Disabling SELinux could lead to problems if you want to re-enable it again later. When the system runs with file labelling disable it will create files with no label – which could cause problems if the system is booted into Enforcement mode. A full re-labelling of the file system will be necessary.
This will only work in CentOS, Fedora and RedHat Enterprise Linux systems.
Check status of SElinux
You can check the status of SELinux on your system by running the following command:
# selinuxenabled && echo enabled || echo disabled
Disable SELinux Temporarily
You can disable SELinux temporarily by issuing the following command:
# echo 0 > /selinux/enforce
You can also use the setenforce command to effectively disable it, enter:
# setenforce Permissive
# setenforce 0
The above commands will switch off SELinux enforcement temporarily until the machine is rebooted.
Disable SELinux Permanently
If you would like to make it permanently, edit /etc/sysconfig/selinux using your favourite editor, enter:
# vi /etc/sysconfig/selinux
And set / update it as follows:
# This file controls the state of SELinux on the system.

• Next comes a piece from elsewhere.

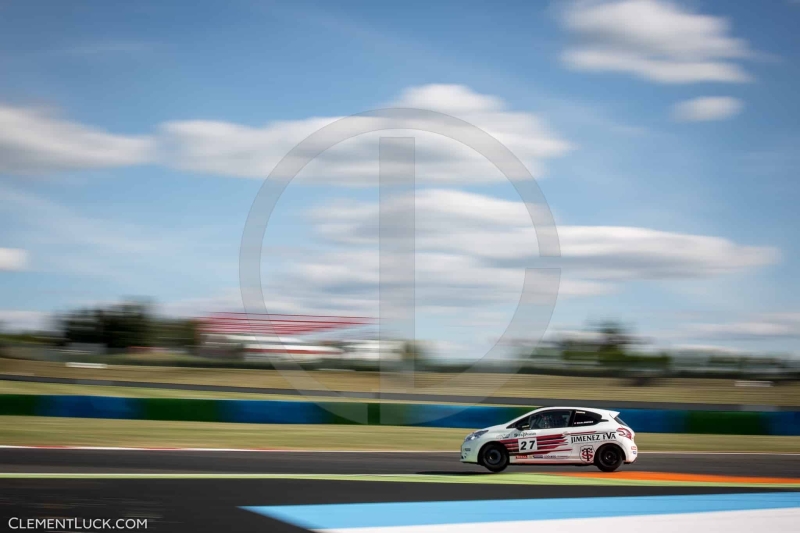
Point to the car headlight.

# SELINUX= can take one of these three values:
# enforcing – SELinux security policy is enforced.
# permissive – SELinux prints warnings instead of enforcing.
# disabled – No SELinux policy is loaded.
# SELINUXTYPE= can take one of these two values:
# targeted – Targeted processes are protected,
# mls – Multi Level Security protection.
Finally, reboot the system:
Your need to reboot your system in order for changes to effect.